Apr 15, 2008 5:57 PM


Phil Erli was an early IPTV convert. The executive VP of Georgia-based ILEC (incumbent local exchange carrier) Ringgold Telephone has been “doing” IPTV for five years, deploying well ahead of AT&T and other major global carriers. But as he told a NAB audience Monday, real-life experience has made him somewhat cynical about IPTV’s real-world prospects.

“It is the future, but it’s not here yet,” Erli said. He also warned other independent telcos that they shouldn’t expect to make massive profits on IPTV — or any profits at all. “Video is a must for the bundle, but it won’t be a money-maker,” he said. “I don’t think anybody’s making money on IPTV.”

Expectations of more than 30 percent penetration is unrealistic as well, Erli said. “We expected to have 30 percent market share by now,” he said. But Ringgold is stuck at 18 percent penetration.

The problems are multitudinous, Erli said, who attributed most of Ringgold’s woes to vendor issues. Smaller telcos, like Ringgold, that deployed IPTV early, are stuck with middleware that doesn’t have advanced features and applications, Erli said.

“They told us we would have services we couldn’t dream of — well, we can’t dream of them because they don’t exist yet,” he said. Instead, IPTV looks more like cable services looked 10 years ago, lacking HD capabilities and digital video recorder features that compete with what cable offers today.

Ringgold competes with Charter Cable and isn’t in a position to get into a price war with a much larger company, but that is what consumers expect, Erli said.

Erli also complained that some of what his vendors, including middleware vendor Minerva, have delivered has not been field tested, leaving him feeling like a guinea pig. “Road maps are a joke,” Erli said, because vendors fail to live up to their promises. Ringgold hasn’t gotten the CPE choices it was promised and is now stuck with set-top boxes that are five years old.
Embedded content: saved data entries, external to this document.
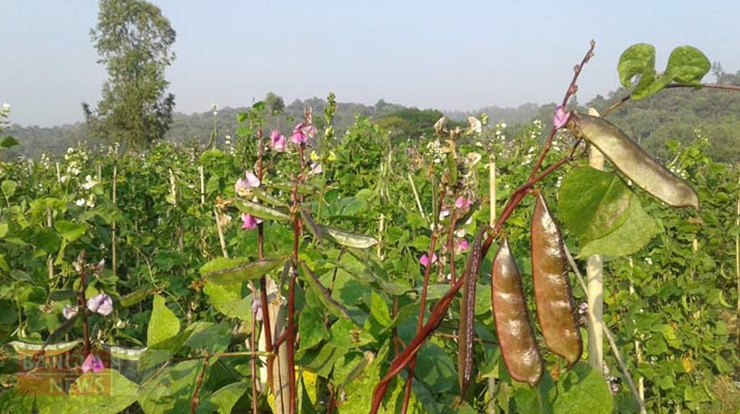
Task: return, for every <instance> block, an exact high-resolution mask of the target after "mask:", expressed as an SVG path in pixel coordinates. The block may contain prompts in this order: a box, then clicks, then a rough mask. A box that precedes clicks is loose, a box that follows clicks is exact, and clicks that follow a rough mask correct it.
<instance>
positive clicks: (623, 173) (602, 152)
mask: <svg viewBox="0 0 740 414" xmlns="http://www.w3.org/2000/svg"><path fill="white" fill-rule="evenodd" d="M568 128H569V129H570V130H571V131H572V132H573V134H574V135H575V136H577V137H582V138H584V139H585V140H586V141H588V142H590V143H591V144H593V145H594V146H595V147H596V148H598V149H599V151H601V153H603V154H604V156H605V157H606V158H608V159H609V161H611V163H612V164H614V166H615V167H617V169H619V171H621V172H622V173H623V174H624V175H626V176H627V178H629V179H630V180H632V182H633V183H635V185H637V186H638V187H640V188H642V189H643V190H645V191H647V192H648V193H650V194H651V195H652V196H653V197H655V198H657V199H659V200H661V201H663V202H665V203H666V204H668V205H671V206H673V207H693V208H694V209H697V210H698V209H699V197H698V196H697V194H696V191H694V189H693V188H692V187H691V186H690V185H689V184H688V183H687V182H686V181H685V180H684V179H682V178H681V177H679V176H677V175H675V174H673V173H672V172H670V171H669V170H668V169H667V168H665V167H664V166H662V165H661V164H660V163H659V162H658V161H656V160H654V159H652V158H651V157H650V156H649V155H648V154H647V153H645V151H643V149H642V148H640V146H639V145H637V144H636V143H635V142H634V141H632V140H631V139H630V138H629V137H628V136H627V135H626V134H625V133H624V132H622V131H621V130H620V129H619V128H617V127H616V126H615V125H613V124H612V123H610V122H609V121H607V120H605V119H603V118H600V117H597V116H590V115H584V114H577V113H575V112H574V113H572V114H571V115H570V120H569V122H568Z"/></svg>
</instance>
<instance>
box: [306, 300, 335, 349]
mask: <svg viewBox="0 0 740 414" xmlns="http://www.w3.org/2000/svg"><path fill="white" fill-rule="evenodd" d="M298 333H299V334H300V335H301V349H311V348H313V347H314V346H316V345H318V344H319V343H320V342H321V341H323V340H325V339H329V331H328V330H327V329H326V326H325V325H324V312H322V311H321V310H320V309H319V308H318V307H317V306H308V307H306V308H305V309H303V310H302V311H301V314H300V316H299V318H298Z"/></svg>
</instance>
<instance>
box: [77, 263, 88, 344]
mask: <svg viewBox="0 0 740 414" xmlns="http://www.w3.org/2000/svg"><path fill="white" fill-rule="evenodd" d="M79 261H80V267H81V270H80V296H79V303H78V306H79V307H80V312H82V356H84V357H85V359H87V356H88V355H90V327H89V326H88V323H87V307H86V304H87V299H86V298H85V289H86V288H87V266H86V265H85V251H84V250H83V251H82V252H80V259H79Z"/></svg>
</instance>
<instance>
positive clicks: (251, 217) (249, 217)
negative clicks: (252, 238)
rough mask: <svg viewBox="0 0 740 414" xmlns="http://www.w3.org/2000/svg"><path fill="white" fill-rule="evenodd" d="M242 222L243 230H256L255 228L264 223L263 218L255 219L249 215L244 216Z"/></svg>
mask: <svg viewBox="0 0 740 414" xmlns="http://www.w3.org/2000/svg"><path fill="white" fill-rule="evenodd" d="M242 221H243V224H242V228H243V229H245V230H254V228H255V227H257V224H259V223H262V219H261V218H257V217H254V216H252V215H251V214H247V213H244V214H242Z"/></svg>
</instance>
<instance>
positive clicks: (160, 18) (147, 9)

Erli would gladly change middleware vendors, but there are few other choices. Siemens/Myrio has left the U.S. independent market and Microsoft’s quote for Ringgold would have required the company to buy 52 servers to handle its 1800 customers.

Ringgold has invested heavily in customer service, offering 24/7 support that is vastly better than anything Charter offers, but customers aren’t willing to pay extra for that, and they won’t choose Ringgold solely for the extensive local content it has developed. If the telco had all the HD and DVR functions of Charter, then local content and good customer service might tip the balance, but that isn’t the case, Erli said.

The bottom line is that telcos have to get into IPTV to replace revenue lost by eroding wireline sales, but they also need to be realistic, Erli said. IPTV is no panacea.